Ten years ago today, something happened that shook my world to the core.
“You can see debris…sticking out from the side of the -” said a radio announcer in my English class that morning before our teacher switched it off. We were supposed to listen to a book on tape. We all wanted to hear what the radio had to say instead. One class period later, we were informed that two airplanes had crashed into the World Trade Center. I went numb.
I had a full panic attack later in the day when I remembered that my father was on a plane to Chicago that morning. I soon found out that he was safe, but his plane left from Newark two gates away from United Flight 93. He saw those people’s faces. He saw those astounding heroes who fought back that day.
Dad and his business co-workers drove home in a rental car from Chicago and made it home that night. I remember sobbing when I knew he was safe and sobbing again as I embraced him as he walked through the door.
Several days later, Dad, Mom, my brother Tom and I were gathered on the couch watching the Mets together. That was when Mike Piazza hit a home run that saved a city.

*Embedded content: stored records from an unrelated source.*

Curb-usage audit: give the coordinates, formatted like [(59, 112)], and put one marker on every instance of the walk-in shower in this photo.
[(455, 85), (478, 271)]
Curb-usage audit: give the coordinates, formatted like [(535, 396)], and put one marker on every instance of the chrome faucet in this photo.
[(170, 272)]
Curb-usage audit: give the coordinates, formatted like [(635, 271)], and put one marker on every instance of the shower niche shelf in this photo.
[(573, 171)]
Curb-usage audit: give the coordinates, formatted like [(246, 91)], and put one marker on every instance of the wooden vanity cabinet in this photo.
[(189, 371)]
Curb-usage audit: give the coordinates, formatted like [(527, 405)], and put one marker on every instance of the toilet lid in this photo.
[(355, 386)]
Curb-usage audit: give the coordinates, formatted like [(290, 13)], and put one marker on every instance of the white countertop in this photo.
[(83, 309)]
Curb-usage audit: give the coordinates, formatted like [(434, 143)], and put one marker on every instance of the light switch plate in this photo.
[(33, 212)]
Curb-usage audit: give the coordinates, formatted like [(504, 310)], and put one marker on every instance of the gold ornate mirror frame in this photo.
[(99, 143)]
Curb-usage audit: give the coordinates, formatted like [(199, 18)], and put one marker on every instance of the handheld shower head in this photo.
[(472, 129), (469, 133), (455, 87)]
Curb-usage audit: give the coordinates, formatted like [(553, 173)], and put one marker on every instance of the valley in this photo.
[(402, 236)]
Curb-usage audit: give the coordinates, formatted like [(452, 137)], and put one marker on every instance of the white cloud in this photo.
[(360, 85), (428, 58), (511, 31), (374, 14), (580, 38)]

That is still one of the strongest baseball memories I have in my entire life. The ball soared out to center over the 410 mark at Shea. The apple rose. The crowd roared. To this day, when I see that home run, I start to cry. Mike Piazza restored the vitality to my city. He gave us a gift that I will never forget. Seeing the Mets fans at Shea stand up and cheer for something after the horrible disaster that befell New York meant the world to my family and I at that moment. It still does ten years later.
It’s moments like that where baseball really reminds me just how amazing it really is. Sports are in general, in fact. When Japan won the Women’s World Cup this year, I got tears in my eyes. I knew that victory would help ease the pain in their nation the way Mike Piazza’s home run did for mine ten years ago. The healing power of sports keeps people going.
Thank you, Mike Piazza, for returning some normalcy to my life, and thank you for providing me with some extra closure ten years later. I’ll never forget.